Soccer Men, Kuper's new collection of profiles, suggests that he favors parsing data to sketching personalities. These short essays on players and managers, originally published in newspapers and soccer magazines from 1997 to the present, are somewhat soured by Kuper's apparent disdain for many of the players' off-field intelligence. "I do believe that you can access truths about the game by speaking to Arsène Wenger," Kuper writes in the introduction. "I don't believe you can access them by speaking to [Manchester United striker] Wayne Rooney." The main problem with the book, then, is that Kuper profiles more of the game's Rooneys than its Wengers. However Kuper is particularly insightful about players such as Liverpool winger Dirk Kuyt, and Manchester United goalkeeper Edwin van der Sar who hail from the Netherlands (where Kuper grew up), folding personal remembrances and observations of the landscape and culture into his analysis of the players' talent and character. And some of the profiles, such as his portrait of 2006 FIFA World Player of the Year Fabio Cannavaro, are truly insightful, picking up not only on Cannavaro love of defending, but also nuances like his penchant for muscling a striker onto his weaker foot and away from goal.

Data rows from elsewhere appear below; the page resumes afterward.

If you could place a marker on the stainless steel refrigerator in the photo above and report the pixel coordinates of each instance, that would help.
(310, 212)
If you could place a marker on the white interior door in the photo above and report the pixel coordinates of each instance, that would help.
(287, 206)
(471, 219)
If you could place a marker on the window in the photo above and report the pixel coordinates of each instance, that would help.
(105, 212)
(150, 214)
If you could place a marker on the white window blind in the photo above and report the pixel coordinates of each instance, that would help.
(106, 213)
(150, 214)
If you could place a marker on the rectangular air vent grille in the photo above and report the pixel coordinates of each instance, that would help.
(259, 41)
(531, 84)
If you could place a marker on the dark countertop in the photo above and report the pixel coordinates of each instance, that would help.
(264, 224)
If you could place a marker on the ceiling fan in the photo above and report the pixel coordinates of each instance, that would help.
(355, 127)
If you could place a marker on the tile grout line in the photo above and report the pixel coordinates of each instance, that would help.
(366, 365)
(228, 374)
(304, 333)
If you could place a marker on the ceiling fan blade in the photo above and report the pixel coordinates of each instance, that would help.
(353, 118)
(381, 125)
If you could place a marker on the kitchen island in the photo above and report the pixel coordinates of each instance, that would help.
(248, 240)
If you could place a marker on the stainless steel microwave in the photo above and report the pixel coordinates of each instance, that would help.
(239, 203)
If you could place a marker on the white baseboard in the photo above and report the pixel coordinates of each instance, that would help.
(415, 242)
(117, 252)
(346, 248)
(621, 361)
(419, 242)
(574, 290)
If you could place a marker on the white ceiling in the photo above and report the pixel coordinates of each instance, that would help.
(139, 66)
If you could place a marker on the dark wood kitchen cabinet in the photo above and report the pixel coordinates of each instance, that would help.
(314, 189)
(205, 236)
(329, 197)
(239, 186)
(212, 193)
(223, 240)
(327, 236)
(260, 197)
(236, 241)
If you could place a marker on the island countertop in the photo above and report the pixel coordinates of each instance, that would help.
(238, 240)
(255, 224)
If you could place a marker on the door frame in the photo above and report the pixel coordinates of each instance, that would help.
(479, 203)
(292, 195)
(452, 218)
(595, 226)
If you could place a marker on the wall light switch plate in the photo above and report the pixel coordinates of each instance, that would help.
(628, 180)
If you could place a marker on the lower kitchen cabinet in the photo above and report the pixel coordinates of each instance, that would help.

Kuper's admiring portraits of an earlier generation of great talkers—from "Total Football" proponent Johann Cruijff to 1990 World Cup winner Lothar Matthaüs to Real Madrid legend Jorge Valdano—reveal that his irritation with today's players is due as much to broader developments in the game as it is to their individual traits. In his account, soccer stars have become just company men: Chelsea winger Florent Malouda is one of many players who "erased his personality to become the perfect professional." The transformation isn't always a smooth one, though, and Kuper details some of the hidden frictions of the globalized game. French striker Nicolas Anelka, for example, received little help adjusting to Spanish life when he joined Real Madrid in 1999; he floundered and left after a year. But no matter their off-the field travails, revealing as they may be, nor Kuper's reservations about their leaden wits—fans revel each weekend in his subjects' match-time exploits. Malouda tirelessly charges down the left flank. Anelka, now his teammate at Chelsea, lopes up the field seemingly uninterested in the game. Then, in an instant, they connect for a goal of spectacular grace.
Brian Sholis, formerly an editor at Artforum, is a Ph.D. candidate in the history department at CUNY's Graduate Center and an Arsenal fan.